ПРЕМЬЕРЫ БОЛЬШОГО И МАРИИНСКОГО ТЕАТРОВ
П. И. Чайковский. «Евгений Онегин».
Большой театр.
Дирижер Александр Ведерников, режиссер и художник Дмитрий Черняков
Премьера «Евгения Онегина» в постановке Дмитрия Чернякова, приуроченная к открытию очередного сезона Большого театра, вызвала огромный интерес в театральном мире. Опера Чайковского в столичном театре не меняла облик с 1940-х годов, а имя Чернякова давно уже действует на общественность как красная тряпка на быка (хотя, говорят, быки — дальтоники). Ожидался наплыв заинтересованных лиц — директоров, художественных руководителей, режиссеров и дирижеров из всех городов и весей, министров культуры областей и республик, зарубежных гостей, критиков и журналистов — столь представительная публика была приглашена к разговору на волнующие темы жизни русской классики на оперной сцене. (Алексей Садовский, главный специалист Кабинета музыкальных театров СТД, организовал на базе Большого театра и Музыкального театра им. К. С. Станиславского и В. И. НемировичаДанченко ни много ни мало международный научнопрактический симпозиум.) Список желающих участвовать во всем этом целостном действе (просмотр премьеры и проблемная дискуссия) насчитывал почти сотню человек. Тон обсуждению задал Жерар Мортье, Генеральный директор Парижской национальной оперы, специально выкроивший в своем сложном графике время, чтобы познакомиться с работой Чернякова не понаслышке.

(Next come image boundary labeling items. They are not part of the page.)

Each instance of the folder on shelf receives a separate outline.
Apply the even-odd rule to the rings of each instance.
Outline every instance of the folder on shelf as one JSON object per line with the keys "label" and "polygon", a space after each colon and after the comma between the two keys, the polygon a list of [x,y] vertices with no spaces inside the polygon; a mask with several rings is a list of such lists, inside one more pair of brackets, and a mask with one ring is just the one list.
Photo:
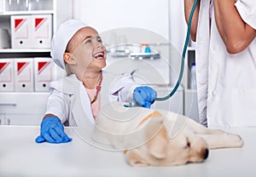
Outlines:
{"label": "folder on shelf", "polygon": [[11,16],[11,44],[13,49],[24,49],[32,46],[30,15]]}
{"label": "folder on shelf", "polygon": [[0,92],[15,90],[14,63],[12,59],[0,60]]}
{"label": "folder on shelf", "polygon": [[54,64],[50,58],[34,58],[35,91],[48,92],[54,79]]}
{"label": "folder on shelf", "polygon": [[33,48],[49,49],[52,36],[52,15],[32,15]]}
{"label": "folder on shelf", "polygon": [[15,59],[15,91],[34,91],[33,58]]}

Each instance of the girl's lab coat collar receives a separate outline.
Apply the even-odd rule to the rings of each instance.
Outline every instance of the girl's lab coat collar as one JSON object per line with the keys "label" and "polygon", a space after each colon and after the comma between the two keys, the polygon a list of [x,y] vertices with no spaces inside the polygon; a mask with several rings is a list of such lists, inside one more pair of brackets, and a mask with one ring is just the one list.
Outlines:
{"label": "girl's lab coat collar", "polygon": [[[70,101],[73,119],[78,126],[94,124],[90,100],[83,83],[73,74],[63,80],[63,95]],[[83,98],[83,99],[82,99]],[[85,118],[87,117],[87,118]]]}

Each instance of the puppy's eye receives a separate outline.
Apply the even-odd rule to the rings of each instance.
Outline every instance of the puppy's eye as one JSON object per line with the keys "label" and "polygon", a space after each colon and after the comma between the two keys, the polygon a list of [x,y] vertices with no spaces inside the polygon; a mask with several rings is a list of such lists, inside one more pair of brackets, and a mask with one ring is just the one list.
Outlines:
{"label": "puppy's eye", "polygon": [[188,137],[186,138],[186,148],[189,148],[189,147],[190,147],[190,142],[189,142],[189,140],[188,139]]}
{"label": "puppy's eye", "polygon": [[190,147],[190,142],[187,141],[187,147]]}

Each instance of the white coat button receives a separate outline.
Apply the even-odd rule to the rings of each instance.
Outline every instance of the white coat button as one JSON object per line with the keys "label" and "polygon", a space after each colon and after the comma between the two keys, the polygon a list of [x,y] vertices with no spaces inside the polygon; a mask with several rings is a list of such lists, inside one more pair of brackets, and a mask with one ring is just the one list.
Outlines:
{"label": "white coat button", "polygon": [[216,90],[212,90],[212,96],[216,96],[216,94],[217,94],[217,91],[216,91]]}

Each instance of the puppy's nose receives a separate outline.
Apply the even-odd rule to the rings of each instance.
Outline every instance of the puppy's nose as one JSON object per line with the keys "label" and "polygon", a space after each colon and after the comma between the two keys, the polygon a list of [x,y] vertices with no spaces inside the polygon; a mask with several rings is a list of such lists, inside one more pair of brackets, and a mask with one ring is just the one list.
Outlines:
{"label": "puppy's nose", "polygon": [[204,155],[204,159],[207,159],[208,157],[208,155],[209,155],[209,150],[206,149],[205,155]]}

Комплекс идей великого импресарио (а Мортье действительно великий, хотя считает, что до его кумира Дягилева ему далеко) заключается в следующем: творения мирового классического наследия должны быть представлены публике на языке современного театра, на том языке, который она способна понять и воспринять. В созданиях гениальных художников прошлого ныне живущие должны услышать то, что им сегодня созвучно, ибо исчерпать заложенное в романе, пьесе или партитуре невозможно. Любая современная интерпретация — лишь часть того, что прочитывалось и будет прочитываться поколениями. Каждое новое поколение вносит свой опыт и актуализирует тот круг проблем, которыми болеет общество. Господин Мортье счел, что решение оперы Чайковского русским режиссером Черняковым абсолютно отвечает этим требованиям. На спектакле он все время восклицал «Magnifico!» и радовался как ребенок.

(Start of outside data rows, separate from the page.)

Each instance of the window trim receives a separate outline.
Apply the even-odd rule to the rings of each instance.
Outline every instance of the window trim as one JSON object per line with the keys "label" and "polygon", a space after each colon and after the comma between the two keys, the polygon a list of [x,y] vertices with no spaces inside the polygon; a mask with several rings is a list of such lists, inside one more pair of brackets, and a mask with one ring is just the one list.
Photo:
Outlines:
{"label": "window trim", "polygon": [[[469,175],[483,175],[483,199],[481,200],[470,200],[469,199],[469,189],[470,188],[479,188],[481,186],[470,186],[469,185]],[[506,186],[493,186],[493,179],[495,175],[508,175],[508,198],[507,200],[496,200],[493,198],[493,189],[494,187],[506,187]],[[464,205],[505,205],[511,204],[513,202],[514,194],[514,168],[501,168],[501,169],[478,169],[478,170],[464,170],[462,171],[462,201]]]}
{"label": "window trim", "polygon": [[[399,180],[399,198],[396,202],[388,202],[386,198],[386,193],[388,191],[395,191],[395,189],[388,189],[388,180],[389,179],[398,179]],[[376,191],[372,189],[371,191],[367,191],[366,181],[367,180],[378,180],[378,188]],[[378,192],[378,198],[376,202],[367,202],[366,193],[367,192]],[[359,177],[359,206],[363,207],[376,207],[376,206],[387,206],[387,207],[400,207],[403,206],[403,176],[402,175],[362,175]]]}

Он еще не знал, что в начале XXI века все еще находятся желающие всерьез рассуждать, Чайковский ЭТО или не Чайковский, Пушкин или не Пушкин, и выступать наместниками классиков на земле. Както уже неловко повторять, что режиссер Черняков, ставящий Чайковского, по определению не превратится в Чайковского хотя бы потому, что один писал музыкальный текст, а другой сочинял текст сценический. Они творили по разным законам, на разных языках и в разное время. Причем партитура осталась неизменной, а лексика и сама образная система театра изменились, и почти за сто тридцать лет со дня премьеры оперы театр прошел свой долгий и самостоятельный путь, который режиссером Черняковым неплохо изучен и освоен.
Все рассуждения о том, кто подошел ближе к Чайковскому, кто дальше, — от лукавого, ибо представления о точке отсчета — партитуре — у каждого свои. И о лирике, в отсутствии которой обвиняют нового постановщика «Онегина», — у каждого свои, и о драматизме, и о психологии, и о границах вмешательства в образный строй произведения…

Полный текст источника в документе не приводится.